It is very much important to have a framework and to know scope of work before starting analysis. below are the phases or framework that I follow while solving exciting problem that I get to solve
Learn and fully understand the problem:
This is the initial phase of the Data Analysis where we ask several questions in various angles to fully understand the problem statement. Often the problems are fuzzy and only effect of it is visible not the cause. It is very essential to ask right questions in a right way.
In this phase you may need to have meetings with the stake holders and your peers to have a solid questions to ask against data.
This phase is often called as requirement gathering phase in dev perspective.
Prepare:
Once you are clear with your problem statement it is time for you to identify data sources.
This phase is often called as data gathering or data collection phase.
In first phase while making sense of the problem and its attributes you also would have roughly thought about the data required to solve it.
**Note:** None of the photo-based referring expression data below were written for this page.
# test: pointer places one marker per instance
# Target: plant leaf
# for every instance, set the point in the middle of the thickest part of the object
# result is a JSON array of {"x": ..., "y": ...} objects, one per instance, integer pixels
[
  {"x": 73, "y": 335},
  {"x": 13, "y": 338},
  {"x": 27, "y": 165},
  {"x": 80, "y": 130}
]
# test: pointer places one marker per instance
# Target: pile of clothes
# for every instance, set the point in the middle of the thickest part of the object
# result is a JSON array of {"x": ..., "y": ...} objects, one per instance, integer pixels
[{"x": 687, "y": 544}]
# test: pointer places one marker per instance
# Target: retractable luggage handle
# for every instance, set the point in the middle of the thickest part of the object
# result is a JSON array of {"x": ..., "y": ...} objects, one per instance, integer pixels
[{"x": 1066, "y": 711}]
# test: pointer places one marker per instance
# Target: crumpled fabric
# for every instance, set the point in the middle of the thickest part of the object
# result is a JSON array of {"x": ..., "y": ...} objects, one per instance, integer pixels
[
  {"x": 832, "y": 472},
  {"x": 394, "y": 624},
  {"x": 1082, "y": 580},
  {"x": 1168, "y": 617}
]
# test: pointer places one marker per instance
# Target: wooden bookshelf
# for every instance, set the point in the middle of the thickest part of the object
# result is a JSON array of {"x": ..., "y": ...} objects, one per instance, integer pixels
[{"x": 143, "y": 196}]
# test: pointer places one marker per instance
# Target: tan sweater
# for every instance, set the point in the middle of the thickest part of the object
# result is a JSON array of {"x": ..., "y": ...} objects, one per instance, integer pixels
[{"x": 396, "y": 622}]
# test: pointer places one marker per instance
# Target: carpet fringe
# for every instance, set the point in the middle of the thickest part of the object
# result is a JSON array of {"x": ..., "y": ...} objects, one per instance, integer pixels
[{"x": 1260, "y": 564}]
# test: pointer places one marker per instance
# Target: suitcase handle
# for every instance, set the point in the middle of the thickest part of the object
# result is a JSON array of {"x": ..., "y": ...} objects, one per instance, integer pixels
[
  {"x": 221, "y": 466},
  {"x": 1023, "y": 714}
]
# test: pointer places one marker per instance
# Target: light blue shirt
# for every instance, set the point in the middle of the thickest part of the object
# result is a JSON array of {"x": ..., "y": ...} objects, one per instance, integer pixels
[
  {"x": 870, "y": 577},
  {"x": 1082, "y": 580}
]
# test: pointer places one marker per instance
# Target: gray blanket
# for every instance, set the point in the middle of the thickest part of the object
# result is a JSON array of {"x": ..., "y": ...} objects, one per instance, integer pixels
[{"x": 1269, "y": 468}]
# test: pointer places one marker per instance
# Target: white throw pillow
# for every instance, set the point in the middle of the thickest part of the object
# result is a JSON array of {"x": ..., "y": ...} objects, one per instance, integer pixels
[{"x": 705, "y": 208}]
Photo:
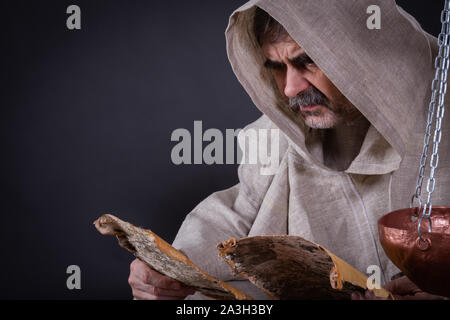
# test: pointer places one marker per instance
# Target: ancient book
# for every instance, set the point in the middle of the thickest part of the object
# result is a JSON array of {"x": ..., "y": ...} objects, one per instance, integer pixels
[{"x": 283, "y": 266}]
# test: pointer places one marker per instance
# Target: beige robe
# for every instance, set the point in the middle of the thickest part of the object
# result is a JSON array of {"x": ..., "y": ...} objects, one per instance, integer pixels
[{"x": 387, "y": 75}]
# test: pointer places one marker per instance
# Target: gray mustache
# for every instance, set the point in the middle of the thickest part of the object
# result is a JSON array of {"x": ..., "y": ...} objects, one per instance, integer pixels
[{"x": 308, "y": 97}]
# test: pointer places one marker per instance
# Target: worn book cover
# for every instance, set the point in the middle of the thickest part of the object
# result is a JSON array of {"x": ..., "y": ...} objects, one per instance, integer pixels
[{"x": 283, "y": 266}]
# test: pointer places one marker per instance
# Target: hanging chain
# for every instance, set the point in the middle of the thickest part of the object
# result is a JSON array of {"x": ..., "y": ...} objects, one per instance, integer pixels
[{"x": 439, "y": 89}]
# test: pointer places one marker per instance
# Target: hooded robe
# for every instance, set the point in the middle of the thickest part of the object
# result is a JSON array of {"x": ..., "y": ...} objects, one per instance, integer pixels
[{"x": 386, "y": 73}]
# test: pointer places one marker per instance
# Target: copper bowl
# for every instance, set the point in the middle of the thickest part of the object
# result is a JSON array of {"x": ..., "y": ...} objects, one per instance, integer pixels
[{"x": 425, "y": 262}]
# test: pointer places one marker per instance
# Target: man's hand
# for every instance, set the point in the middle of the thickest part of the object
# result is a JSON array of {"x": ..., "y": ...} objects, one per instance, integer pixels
[
  {"x": 402, "y": 289},
  {"x": 148, "y": 284}
]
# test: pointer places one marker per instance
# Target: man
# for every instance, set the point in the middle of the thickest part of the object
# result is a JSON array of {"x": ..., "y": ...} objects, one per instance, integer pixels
[{"x": 351, "y": 105}]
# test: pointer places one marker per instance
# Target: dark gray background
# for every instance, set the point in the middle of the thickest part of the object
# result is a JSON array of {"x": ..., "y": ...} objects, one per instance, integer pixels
[{"x": 86, "y": 118}]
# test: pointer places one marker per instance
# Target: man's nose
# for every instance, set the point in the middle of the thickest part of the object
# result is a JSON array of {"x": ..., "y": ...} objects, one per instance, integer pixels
[{"x": 295, "y": 82}]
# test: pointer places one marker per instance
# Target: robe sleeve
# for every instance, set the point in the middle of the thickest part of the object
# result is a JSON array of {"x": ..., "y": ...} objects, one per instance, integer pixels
[{"x": 223, "y": 215}]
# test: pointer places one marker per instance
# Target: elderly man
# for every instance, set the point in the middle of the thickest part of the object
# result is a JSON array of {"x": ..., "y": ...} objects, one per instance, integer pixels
[{"x": 350, "y": 103}]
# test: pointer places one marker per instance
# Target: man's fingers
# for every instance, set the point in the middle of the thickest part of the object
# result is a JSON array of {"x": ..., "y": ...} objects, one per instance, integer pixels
[{"x": 142, "y": 295}]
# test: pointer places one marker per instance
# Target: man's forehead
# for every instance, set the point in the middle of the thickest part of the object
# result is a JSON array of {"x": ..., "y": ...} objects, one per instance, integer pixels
[{"x": 285, "y": 47}]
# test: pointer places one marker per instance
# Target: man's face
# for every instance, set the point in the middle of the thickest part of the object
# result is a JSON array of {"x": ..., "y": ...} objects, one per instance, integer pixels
[{"x": 305, "y": 86}]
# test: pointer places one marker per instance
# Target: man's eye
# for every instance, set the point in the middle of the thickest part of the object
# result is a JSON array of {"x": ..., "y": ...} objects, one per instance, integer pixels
[{"x": 304, "y": 65}]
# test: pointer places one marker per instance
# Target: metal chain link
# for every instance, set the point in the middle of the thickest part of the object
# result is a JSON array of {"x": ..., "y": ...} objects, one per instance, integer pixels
[{"x": 439, "y": 89}]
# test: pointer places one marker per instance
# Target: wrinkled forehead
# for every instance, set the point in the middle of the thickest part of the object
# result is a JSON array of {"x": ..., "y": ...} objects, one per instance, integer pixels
[{"x": 282, "y": 48}]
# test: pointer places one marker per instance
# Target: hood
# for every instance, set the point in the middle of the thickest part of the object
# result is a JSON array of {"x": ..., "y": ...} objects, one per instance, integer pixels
[{"x": 386, "y": 73}]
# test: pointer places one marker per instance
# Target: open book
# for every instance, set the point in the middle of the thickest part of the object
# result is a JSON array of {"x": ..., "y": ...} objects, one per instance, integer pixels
[{"x": 283, "y": 266}]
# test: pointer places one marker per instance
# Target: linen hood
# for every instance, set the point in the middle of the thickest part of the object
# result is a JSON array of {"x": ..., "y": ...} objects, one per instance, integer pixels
[{"x": 384, "y": 72}]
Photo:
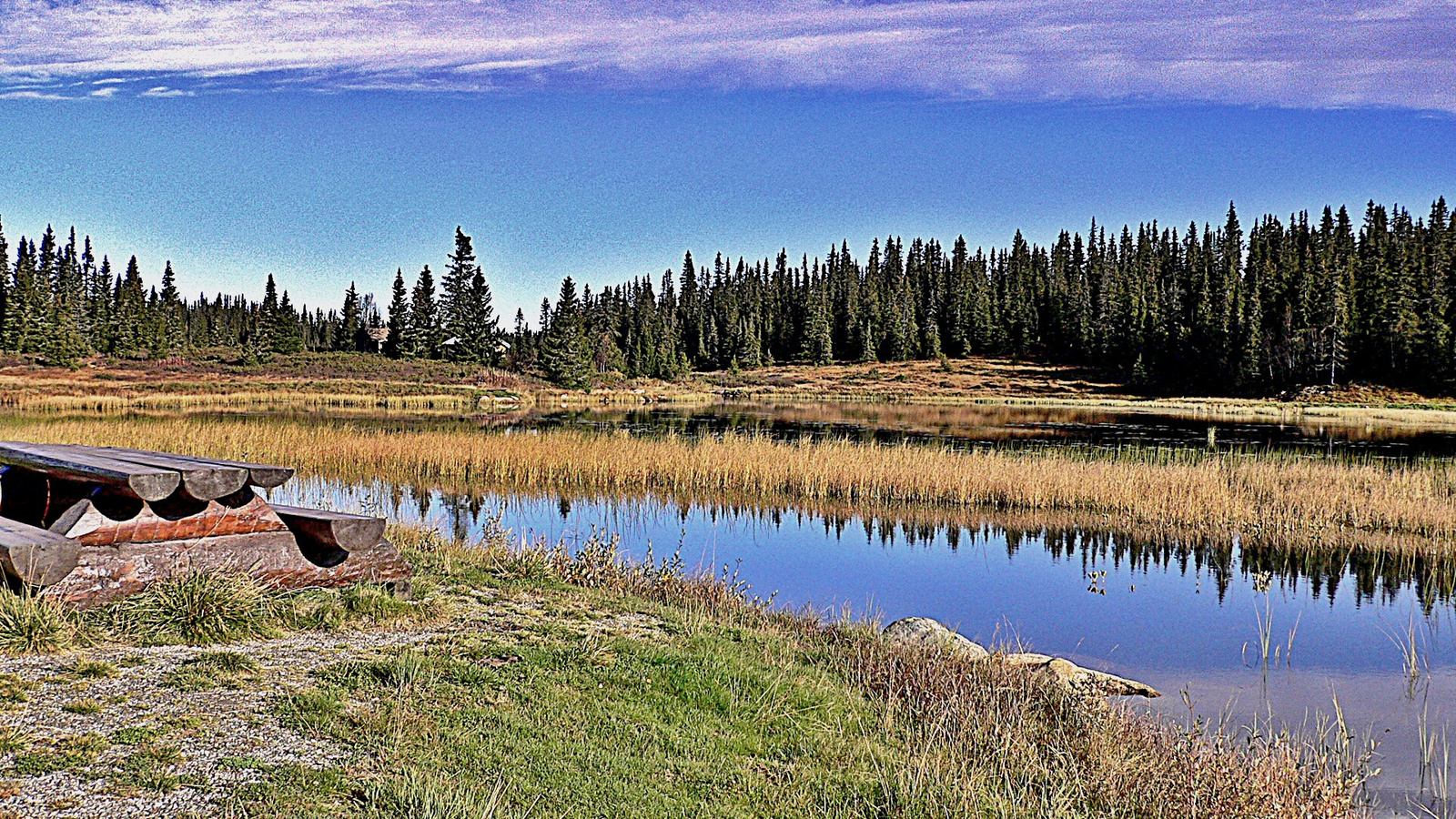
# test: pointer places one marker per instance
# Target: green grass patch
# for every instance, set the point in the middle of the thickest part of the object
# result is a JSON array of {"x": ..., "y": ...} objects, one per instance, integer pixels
[
  {"x": 196, "y": 610},
  {"x": 34, "y": 625},
  {"x": 65, "y": 753},
  {"x": 699, "y": 727}
]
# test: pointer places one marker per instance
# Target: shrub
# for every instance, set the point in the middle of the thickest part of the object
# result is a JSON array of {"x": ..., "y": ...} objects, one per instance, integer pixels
[{"x": 421, "y": 796}]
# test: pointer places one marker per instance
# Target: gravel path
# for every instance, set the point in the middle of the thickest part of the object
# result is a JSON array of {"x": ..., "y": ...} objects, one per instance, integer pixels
[{"x": 126, "y": 732}]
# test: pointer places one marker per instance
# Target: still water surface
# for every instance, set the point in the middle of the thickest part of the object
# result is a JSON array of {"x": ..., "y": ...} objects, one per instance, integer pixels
[{"x": 1181, "y": 620}]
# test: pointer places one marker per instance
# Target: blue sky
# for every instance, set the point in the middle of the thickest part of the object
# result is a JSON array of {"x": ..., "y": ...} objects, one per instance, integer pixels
[{"x": 337, "y": 140}]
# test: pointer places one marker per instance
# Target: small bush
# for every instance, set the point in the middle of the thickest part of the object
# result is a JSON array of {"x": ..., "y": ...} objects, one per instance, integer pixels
[
  {"x": 197, "y": 610},
  {"x": 91, "y": 669},
  {"x": 14, "y": 739},
  {"x": 149, "y": 768},
  {"x": 14, "y": 688},
  {"x": 213, "y": 669},
  {"x": 34, "y": 625}
]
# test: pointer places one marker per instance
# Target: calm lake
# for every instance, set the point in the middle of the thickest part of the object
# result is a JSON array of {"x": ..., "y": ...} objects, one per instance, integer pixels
[{"x": 1373, "y": 642}]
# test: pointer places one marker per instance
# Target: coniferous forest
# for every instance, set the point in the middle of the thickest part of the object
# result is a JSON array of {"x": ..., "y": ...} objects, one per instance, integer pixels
[{"x": 1208, "y": 309}]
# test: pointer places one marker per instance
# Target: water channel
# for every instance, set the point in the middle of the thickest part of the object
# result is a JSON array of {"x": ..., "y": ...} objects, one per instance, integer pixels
[{"x": 1229, "y": 636}]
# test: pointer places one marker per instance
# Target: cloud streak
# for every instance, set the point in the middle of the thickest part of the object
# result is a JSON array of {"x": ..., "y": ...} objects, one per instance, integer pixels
[{"x": 1336, "y": 53}]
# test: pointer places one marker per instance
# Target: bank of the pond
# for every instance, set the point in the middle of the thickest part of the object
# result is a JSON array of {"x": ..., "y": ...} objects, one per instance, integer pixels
[
  {"x": 1259, "y": 499},
  {"x": 542, "y": 682}
]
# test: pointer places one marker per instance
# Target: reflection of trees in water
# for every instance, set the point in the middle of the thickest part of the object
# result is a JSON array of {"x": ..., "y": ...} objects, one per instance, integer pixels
[
  {"x": 1376, "y": 574},
  {"x": 1091, "y": 540},
  {"x": 1018, "y": 426}
]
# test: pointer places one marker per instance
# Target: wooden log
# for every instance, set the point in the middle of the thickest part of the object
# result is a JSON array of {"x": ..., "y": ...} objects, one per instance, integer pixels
[
  {"x": 146, "y": 482},
  {"x": 203, "y": 481},
  {"x": 258, "y": 474},
  {"x": 94, "y": 526},
  {"x": 327, "y": 538},
  {"x": 35, "y": 557},
  {"x": 108, "y": 571}
]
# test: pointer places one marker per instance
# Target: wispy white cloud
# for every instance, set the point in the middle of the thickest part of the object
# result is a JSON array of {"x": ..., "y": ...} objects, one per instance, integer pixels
[
  {"x": 33, "y": 95},
  {"x": 165, "y": 92},
  {"x": 1336, "y": 53}
]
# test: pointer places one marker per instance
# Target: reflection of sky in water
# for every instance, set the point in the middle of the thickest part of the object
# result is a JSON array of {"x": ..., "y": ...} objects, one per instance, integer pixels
[
  {"x": 1019, "y": 426},
  {"x": 1159, "y": 625}
]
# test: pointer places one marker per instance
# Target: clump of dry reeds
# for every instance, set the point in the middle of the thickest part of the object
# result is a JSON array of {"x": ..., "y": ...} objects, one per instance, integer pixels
[{"x": 999, "y": 739}]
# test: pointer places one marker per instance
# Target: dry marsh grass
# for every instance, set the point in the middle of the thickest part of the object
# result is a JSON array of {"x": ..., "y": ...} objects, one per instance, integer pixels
[{"x": 1402, "y": 508}]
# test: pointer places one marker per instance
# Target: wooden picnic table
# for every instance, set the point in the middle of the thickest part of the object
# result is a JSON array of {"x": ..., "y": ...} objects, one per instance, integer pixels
[{"x": 85, "y": 525}]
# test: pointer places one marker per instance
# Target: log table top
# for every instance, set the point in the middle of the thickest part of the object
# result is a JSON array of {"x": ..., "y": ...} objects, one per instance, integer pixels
[{"x": 86, "y": 523}]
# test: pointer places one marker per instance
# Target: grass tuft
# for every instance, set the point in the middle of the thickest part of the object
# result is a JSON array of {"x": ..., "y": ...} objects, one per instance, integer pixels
[
  {"x": 421, "y": 796},
  {"x": 196, "y": 610},
  {"x": 91, "y": 669}
]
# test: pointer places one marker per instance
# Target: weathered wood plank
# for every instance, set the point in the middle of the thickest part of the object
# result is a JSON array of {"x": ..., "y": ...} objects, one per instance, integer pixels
[
  {"x": 94, "y": 528},
  {"x": 327, "y": 538},
  {"x": 34, "y": 555},
  {"x": 146, "y": 482},
  {"x": 258, "y": 474},
  {"x": 203, "y": 481}
]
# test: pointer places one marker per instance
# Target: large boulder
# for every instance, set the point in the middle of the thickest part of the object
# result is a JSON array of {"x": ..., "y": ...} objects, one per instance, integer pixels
[
  {"x": 1079, "y": 680},
  {"x": 925, "y": 632}
]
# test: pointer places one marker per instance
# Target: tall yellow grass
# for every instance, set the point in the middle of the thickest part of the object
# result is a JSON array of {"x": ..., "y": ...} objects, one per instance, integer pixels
[
  {"x": 1401, "y": 508},
  {"x": 280, "y": 399}
]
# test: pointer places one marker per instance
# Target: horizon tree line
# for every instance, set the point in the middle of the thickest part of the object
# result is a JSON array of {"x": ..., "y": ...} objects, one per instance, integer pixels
[{"x": 1206, "y": 308}]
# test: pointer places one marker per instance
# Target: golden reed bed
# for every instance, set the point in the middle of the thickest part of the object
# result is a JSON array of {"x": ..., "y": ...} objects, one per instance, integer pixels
[{"x": 1278, "y": 499}]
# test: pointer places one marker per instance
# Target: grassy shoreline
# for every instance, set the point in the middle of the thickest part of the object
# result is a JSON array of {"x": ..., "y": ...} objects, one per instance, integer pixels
[
  {"x": 535, "y": 682},
  {"x": 208, "y": 379},
  {"x": 1270, "y": 500}
]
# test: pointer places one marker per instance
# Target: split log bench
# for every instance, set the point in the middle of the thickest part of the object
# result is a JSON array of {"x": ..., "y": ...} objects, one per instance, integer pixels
[{"x": 85, "y": 525}]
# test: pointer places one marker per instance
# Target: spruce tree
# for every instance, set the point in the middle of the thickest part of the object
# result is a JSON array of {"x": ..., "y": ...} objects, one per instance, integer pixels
[
  {"x": 565, "y": 353},
  {"x": 399, "y": 314}
]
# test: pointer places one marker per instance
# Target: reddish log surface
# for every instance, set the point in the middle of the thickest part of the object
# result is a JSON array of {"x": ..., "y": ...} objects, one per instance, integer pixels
[
  {"x": 146, "y": 482},
  {"x": 34, "y": 555},
  {"x": 201, "y": 481},
  {"x": 258, "y": 474},
  {"x": 94, "y": 526}
]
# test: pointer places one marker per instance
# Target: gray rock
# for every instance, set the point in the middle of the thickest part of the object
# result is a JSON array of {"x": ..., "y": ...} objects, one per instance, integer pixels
[
  {"x": 1087, "y": 682},
  {"x": 925, "y": 632},
  {"x": 1084, "y": 681}
]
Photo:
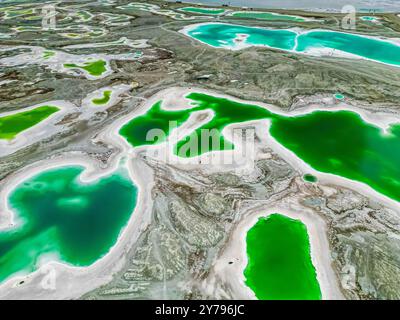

In this second phase you collect data, or if needed you copy them from various Database and files. If needed sometimes you also launch surveys to collect data.
This phase is extremely important since your whole analysis, insights out of it and often future actions will be based on the data you acquire here.
Make sure the data is fair and not biased. If you are conducting survey and/or doing sample data analysis make sure your data represents whole population fairly.
Processing, data cleansing and transforming:
The data you aquired and considered for analysis could be raw and untidy. This is the phase where you take close look at the data, standardize, clean and transform the data according to your need.
to make a easy example here: Imagine you had a table with columns product, quantity_sold , price_per_unit and date_of_sale. Imagine you are interested in trend of total revenue generated per week, then it is obvious that you need a new column with revenue=(quantity_sold* price_per_unit). basically such calculations and derivations are done in this phase.
you get the point 🙂
In summary, this is when you clean your data, do null handling, derive various matrix apply various function to get what you exactly need for analysis.
Analyzing:
This is the phase where you slice and dice the data sets. look it from various angles, ask several questions to it and get insights that is helpful. This is most exciting phase of the process where you discover many unexpected trends and patterns.
Once you have some sense out of data you connect with peers and managers to have different perspective.
Once everything is finalized you pack the product, visualize the data and build the data story with actionable conclusions.
Before sharing it with stakeholders/business you also get the story review with peers.
Share / build application:
This is when you have meeting with stakeholders to communicate the insights which you have discovered and help them with your recommendations, solution and optimal course of action.
This meeting will be genrally highly interactive and business/stakeholders will have lots of questions on your analysis methods. So it better to have code ready in your pocket, It could be rmarkdown file or Jupiter note book; just to show it to the stakeholders if they need additional explanation on analysis process.
It is often the case where stakeholders need the same analysis to be performed again for slightly different scenario, it could be for different time frame or different store or demography, but you know framework and base code remains same. This is when we meet developers and communicate the possibility of application building process. whether it is possible to build a stable job that could produce various analytical reports by passing 2-3 parameters.
If the team/organization is small you will be the analyst-cum-developer.
Action phase:
This is the phase where business stakeholders take action based on your analysis insights and share the feedback in subsequent meetings.
Again these steps are Ideal course of action in the game of data analysis but we often jump back and forth between steps based on requirements.